Pat Patfoort, biologa e antropologa, nel suo libro Costruire la nonviolenza, La Meridiana, Molfetta 1992, offre alcuni schemi che di seguito riportiamo con qualche minima abbreviazione, semplificazione e modifica (ovviamente senza entrare qui in una discussione di merito).

12.1. Scheda su atteggiamenti assunti nel conflitti: atteggiamento consueto o primitivo, ovvero violento (A); atteggiamento degno dell'uomo ovvero nonviolento (B):

I. A: reazione viscerale, impulsiva, inconscia, spesso più diretta; B: reazione di tutto l'essere umano, viscere, ma anche intelligenza, cuore, coscienza che mirano a controllare le emozioni. Spesso piu' indiretta (lungo termine).

II. A: superficiale; B: profondo.

III. A: da' importanza ai valori esteriori; B: da' importanza ai valori interiori.

IV. A: sfiducia o fiducia cieca; B: fiducia, comprensione, rispetto dell'altro, capacita' di perdonare, amore verso il prossimo.

V. A: diretto all'interesse individuale, interesse personale; B: diretto all'interesse comune delle parti, solidarieta'.

VI. A: norme; B: coscienza, senso critico, consapevolezza, senso di responsabilita', creativita'.

VII. A: ricette; B: soluzioni ad hoc.

VIII. A: centralizzazione; B: decentralizzazione.

IX. A. il conflitto e' un processo negativo (crea tensioni e stress, distruttivo per il rapporto, il risultato e' la cosa principale, si cerca la parte colpevole, si rimane impantanati nel passato); B: il conflitto e' un processo positivo (metodo vissuto positivamente, costruttivo per il rapporto, il processo e' importante quanto il risultato, cercare di capire cio' che e' successo, guardare al futuro).

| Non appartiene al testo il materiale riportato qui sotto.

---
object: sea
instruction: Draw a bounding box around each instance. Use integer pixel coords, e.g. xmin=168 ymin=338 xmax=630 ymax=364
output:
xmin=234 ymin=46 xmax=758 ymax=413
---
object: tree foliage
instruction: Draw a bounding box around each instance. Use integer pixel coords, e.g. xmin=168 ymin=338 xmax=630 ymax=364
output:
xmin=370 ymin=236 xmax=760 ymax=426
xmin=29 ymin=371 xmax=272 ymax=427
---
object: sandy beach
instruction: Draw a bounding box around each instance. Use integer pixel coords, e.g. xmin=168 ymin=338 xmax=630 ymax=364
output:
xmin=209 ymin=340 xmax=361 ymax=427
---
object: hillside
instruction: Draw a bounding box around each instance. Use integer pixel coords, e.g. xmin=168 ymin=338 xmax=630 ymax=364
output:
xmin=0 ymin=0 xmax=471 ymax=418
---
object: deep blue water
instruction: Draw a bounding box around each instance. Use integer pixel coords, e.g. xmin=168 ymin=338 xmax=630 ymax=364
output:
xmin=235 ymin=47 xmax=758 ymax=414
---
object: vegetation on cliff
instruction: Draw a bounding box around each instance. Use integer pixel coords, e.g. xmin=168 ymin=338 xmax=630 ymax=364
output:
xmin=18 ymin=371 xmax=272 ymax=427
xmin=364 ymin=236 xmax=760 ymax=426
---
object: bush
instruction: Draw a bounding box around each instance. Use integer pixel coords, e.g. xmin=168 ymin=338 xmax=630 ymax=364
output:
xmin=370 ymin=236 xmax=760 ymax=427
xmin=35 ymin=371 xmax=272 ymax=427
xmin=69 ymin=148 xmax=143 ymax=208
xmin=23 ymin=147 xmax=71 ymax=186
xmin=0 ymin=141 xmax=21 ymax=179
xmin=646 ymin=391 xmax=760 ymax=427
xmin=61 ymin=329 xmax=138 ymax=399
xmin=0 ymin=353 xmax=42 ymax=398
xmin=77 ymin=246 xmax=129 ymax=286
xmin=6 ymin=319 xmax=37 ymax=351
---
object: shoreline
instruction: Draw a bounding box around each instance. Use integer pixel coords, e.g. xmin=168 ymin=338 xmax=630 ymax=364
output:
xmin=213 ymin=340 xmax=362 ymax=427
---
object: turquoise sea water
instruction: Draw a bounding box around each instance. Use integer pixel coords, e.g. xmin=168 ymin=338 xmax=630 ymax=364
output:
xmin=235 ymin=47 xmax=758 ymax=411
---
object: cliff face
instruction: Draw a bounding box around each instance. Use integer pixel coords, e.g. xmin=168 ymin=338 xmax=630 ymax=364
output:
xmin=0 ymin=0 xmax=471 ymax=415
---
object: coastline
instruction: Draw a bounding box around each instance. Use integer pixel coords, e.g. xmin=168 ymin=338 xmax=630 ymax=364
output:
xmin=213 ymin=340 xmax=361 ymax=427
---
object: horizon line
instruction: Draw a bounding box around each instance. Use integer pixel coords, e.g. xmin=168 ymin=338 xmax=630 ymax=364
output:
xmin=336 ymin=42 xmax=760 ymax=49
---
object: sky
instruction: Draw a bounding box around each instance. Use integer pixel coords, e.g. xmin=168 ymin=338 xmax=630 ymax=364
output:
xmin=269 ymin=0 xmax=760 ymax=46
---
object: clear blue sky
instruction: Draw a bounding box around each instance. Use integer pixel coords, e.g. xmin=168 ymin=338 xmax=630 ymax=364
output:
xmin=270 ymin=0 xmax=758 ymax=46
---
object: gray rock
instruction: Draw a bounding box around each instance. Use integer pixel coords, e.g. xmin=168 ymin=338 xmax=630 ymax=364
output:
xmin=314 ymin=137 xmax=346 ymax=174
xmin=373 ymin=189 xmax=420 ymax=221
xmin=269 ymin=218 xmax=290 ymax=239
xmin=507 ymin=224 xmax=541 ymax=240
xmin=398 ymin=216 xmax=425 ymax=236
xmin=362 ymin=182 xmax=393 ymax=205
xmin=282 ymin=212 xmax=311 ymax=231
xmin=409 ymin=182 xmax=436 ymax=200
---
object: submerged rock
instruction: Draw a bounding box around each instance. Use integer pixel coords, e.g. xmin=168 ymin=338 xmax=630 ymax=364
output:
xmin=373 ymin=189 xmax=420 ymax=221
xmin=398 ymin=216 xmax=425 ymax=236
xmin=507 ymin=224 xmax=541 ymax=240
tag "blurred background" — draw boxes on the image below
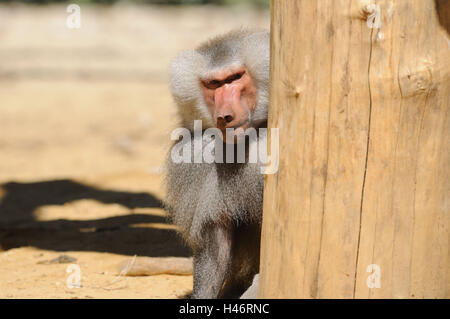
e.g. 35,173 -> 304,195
0,0 -> 270,298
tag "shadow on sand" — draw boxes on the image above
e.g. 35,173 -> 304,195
0,180 -> 191,257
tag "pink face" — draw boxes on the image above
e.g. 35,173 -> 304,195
200,67 -> 257,143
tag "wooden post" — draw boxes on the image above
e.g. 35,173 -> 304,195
259,0 -> 450,298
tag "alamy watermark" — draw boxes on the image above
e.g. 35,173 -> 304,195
170,120 -> 279,174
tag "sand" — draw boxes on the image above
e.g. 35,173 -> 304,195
0,5 -> 269,298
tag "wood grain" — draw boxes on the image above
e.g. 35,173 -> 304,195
259,0 -> 450,298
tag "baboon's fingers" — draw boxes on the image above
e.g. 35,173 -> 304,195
119,257 -> 193,276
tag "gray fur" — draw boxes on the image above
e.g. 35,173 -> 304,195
165,30 -> 270,298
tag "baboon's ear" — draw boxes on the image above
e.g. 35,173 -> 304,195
169,50 -> 203,104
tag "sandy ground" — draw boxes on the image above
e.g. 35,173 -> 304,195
0,5 -> 269,298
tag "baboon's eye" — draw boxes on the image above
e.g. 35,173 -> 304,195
203,80 -> 223,90
224,71 -> 245,83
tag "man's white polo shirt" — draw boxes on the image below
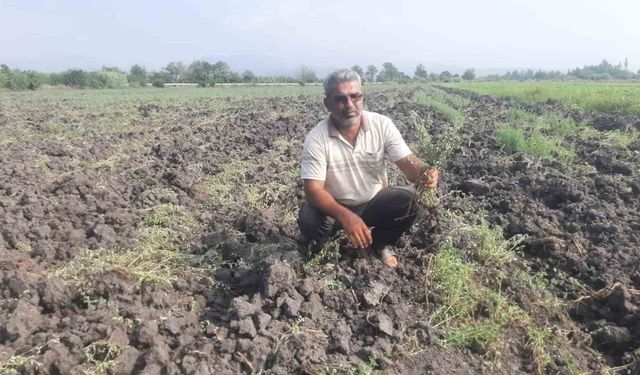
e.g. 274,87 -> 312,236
301,111 -> 411,206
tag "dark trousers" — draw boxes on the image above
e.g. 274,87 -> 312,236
298,186 -> 420,249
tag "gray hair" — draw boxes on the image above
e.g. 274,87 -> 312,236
322,69 -> 362,96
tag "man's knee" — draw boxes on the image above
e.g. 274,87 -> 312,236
298,203 -> 334,240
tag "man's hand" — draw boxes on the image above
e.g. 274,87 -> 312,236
395,154 -> 438,188
338,211 -> 373,249
418,167 -> 439,189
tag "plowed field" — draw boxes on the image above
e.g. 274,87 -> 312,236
0,86 -> 640,374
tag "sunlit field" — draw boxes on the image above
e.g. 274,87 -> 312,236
446,81 -> 640,116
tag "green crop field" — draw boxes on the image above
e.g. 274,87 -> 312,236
447,82 -> 640,116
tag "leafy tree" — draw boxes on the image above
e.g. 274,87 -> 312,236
186,60 -> 212,87
295,65 -> 318,85
60,69 -> 89,88
439,70 -> 453,82
164,61 -> 186,82
127,64 -> 147,86
364,65 -> 378,82
413,64 -> 428,79
102,66 -> 125,74
351,65 -> 365,82
209,61 -> 241,86
462,69 -> 476,81
241,70 -> 257,83
378,62 -> 402,82
149,70 -> 173,87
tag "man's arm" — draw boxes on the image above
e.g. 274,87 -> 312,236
395,153 -> 438,188
303,180 -> 372,248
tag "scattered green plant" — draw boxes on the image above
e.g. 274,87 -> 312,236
0,355 -> 42,375
526,327 -> 553,373
304,233 -> 345,270
446,81 -> 640,116
83,340 -> 120,374
54,204 -> 222,288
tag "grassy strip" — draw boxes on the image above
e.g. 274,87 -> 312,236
496,109 -> 581,161
411,90 -> 464,126
54,205 -> 222,288
448,82 -> 640,116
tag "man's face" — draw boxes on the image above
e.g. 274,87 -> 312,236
324,81 -> 364,128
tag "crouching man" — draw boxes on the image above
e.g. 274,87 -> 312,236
298,69 -> 438,267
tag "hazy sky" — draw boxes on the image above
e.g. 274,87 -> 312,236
0,0 -> 640,76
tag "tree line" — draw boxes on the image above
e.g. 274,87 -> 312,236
0,59 -> 640,90
484,59 -> 640,81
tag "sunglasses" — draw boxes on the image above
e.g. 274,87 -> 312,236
333,92 -> 364,104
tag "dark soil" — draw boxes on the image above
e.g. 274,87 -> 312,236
0,88 -> 640,374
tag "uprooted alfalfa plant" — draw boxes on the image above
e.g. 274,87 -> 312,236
411,108 -> 462,209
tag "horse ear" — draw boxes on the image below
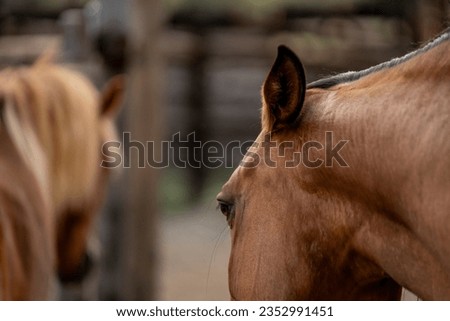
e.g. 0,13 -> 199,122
262,46 -> 306,132
100,75 -> 125,117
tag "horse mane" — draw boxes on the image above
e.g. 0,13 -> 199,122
307,28 -> 450,89
0,60 -> 101,210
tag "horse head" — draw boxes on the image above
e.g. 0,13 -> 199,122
217,46 -> 401,300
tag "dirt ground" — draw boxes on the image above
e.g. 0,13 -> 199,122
158,204 -> 230,300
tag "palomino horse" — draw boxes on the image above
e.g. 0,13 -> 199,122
217,31 -> 450,300
0,59 -> 122,300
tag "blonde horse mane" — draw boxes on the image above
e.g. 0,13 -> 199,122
0,60 -> 102,211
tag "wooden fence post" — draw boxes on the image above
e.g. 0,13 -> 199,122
121,0 -> 165,300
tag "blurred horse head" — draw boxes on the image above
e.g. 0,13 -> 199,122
217,31 -> 450,300
0,59 -> 122,299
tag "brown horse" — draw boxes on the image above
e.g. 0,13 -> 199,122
0,59 -> 122,300
217,31 -> 450,300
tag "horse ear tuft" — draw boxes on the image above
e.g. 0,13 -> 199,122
100,75 -> 125,117
262,46 -> 306,132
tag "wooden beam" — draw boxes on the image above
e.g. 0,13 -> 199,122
121,0 -> 165,300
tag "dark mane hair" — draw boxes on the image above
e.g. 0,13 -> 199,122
307,28 -> 450,89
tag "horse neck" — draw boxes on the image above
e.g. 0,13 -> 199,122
304,43 -> 450,299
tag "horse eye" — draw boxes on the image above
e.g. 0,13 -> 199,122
219,201 -> 234,228
219,202 -> 230,218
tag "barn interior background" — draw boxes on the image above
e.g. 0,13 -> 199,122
0,0 -> 450,300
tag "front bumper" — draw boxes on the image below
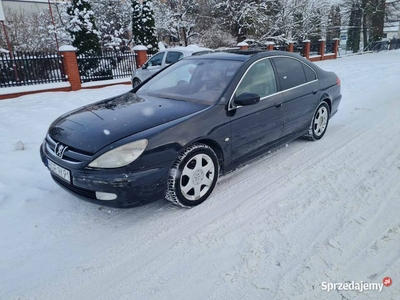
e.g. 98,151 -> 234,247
40,145 -> 172,207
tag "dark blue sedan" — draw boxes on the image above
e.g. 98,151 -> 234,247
40,51 -> 341,207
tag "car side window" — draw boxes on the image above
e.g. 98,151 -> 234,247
272,57 -> 306,90
302,64 -> 317,82
165,51 -> 183,65
148,52 -> 165,67
236,59 -> 278,98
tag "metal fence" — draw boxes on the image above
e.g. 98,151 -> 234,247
389,38 -> 400,50
0,51 -> 67,88
77,51 -> 136,83
325,41 -> 335,54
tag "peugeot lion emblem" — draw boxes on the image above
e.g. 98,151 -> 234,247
55,143 -> 68,158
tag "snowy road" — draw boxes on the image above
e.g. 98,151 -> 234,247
0,50 -> 400,300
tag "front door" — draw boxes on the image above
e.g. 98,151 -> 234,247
229,58 -> 283,161
272,57 -> 320,136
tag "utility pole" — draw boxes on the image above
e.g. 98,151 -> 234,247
47,0 -> 60,51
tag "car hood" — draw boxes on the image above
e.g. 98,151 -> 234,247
49,92 -> 207,153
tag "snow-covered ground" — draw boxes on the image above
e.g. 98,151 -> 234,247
0,51 -> 400,300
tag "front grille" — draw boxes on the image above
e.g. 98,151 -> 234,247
46,134 -> 90,164
51,174 -> 97,199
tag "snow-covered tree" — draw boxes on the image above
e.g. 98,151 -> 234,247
91,0 -> 131,50
326,4 -> 342,40
346,0 -> 362,52
131,0 -> 143,45
132,0 -> 158,53
67,0 -> 101,55
155,0 -> 203,46
215,0 -> 268,42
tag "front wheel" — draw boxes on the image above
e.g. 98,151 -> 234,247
165,143 -> 219,208
305,102 -> 330,141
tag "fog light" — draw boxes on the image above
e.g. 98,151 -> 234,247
96,192 -> 117,201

X. A: il tempo necessario prima sembra insufficiente, dopo sembra eccessivo, si e' inconsapevolmente dominati dal tempo; B: il tempo necessario e' affrontato con pazienza, vi e' un controllo consapevole del tempo.

XI. A: abuso di potere, forme negative di potere; B: uso del potere, forme positive di potere.

XII. A: forme esteriori di forza, mancanza di fiducia in se stessi; B: forza interiore, fiducia in se stessi, umilta'.

XIII. A: mancanza di comunicazione o comunicazione poco chiara, pregiudizi; B: comunicazione chiara.

XIV. A: critica negativa, distruttiva; B: affermazione positiva piu' comunicazione concernente le difficolta' del rapporto (critica costruttiva).

XV. A: migliore/peggiore; B: differente.

12.2. Scheda su alcuni concetti aventi contenuti differenti nelle relazioni umane consuete (A), e nelle relazioni umane ispirate alla nonviolenza (B):

- autocontrollo: A. soppressione delle emozioni; B. espressione razionale delle emozioni in modo diverso;

- autorita': A. prendere, domandare; B. ricevere;

- comprensione: A. accordo; B. accettazione, consapevolezza;

- concessione: A. ci si avverte come perdenti, la parte incolpata; B. accettazione;

- pazienza: A. passiva, di attesa; B. attiva, costruttiva;

- potere: A. dall'esterno; B. dall'interno;

- spontaneita': A. immediata e frutto di reazione emozionale; B. comunicazione aperta, non corrotta;

- verita': A. fede cieca; B. fede consapevole, cosciente.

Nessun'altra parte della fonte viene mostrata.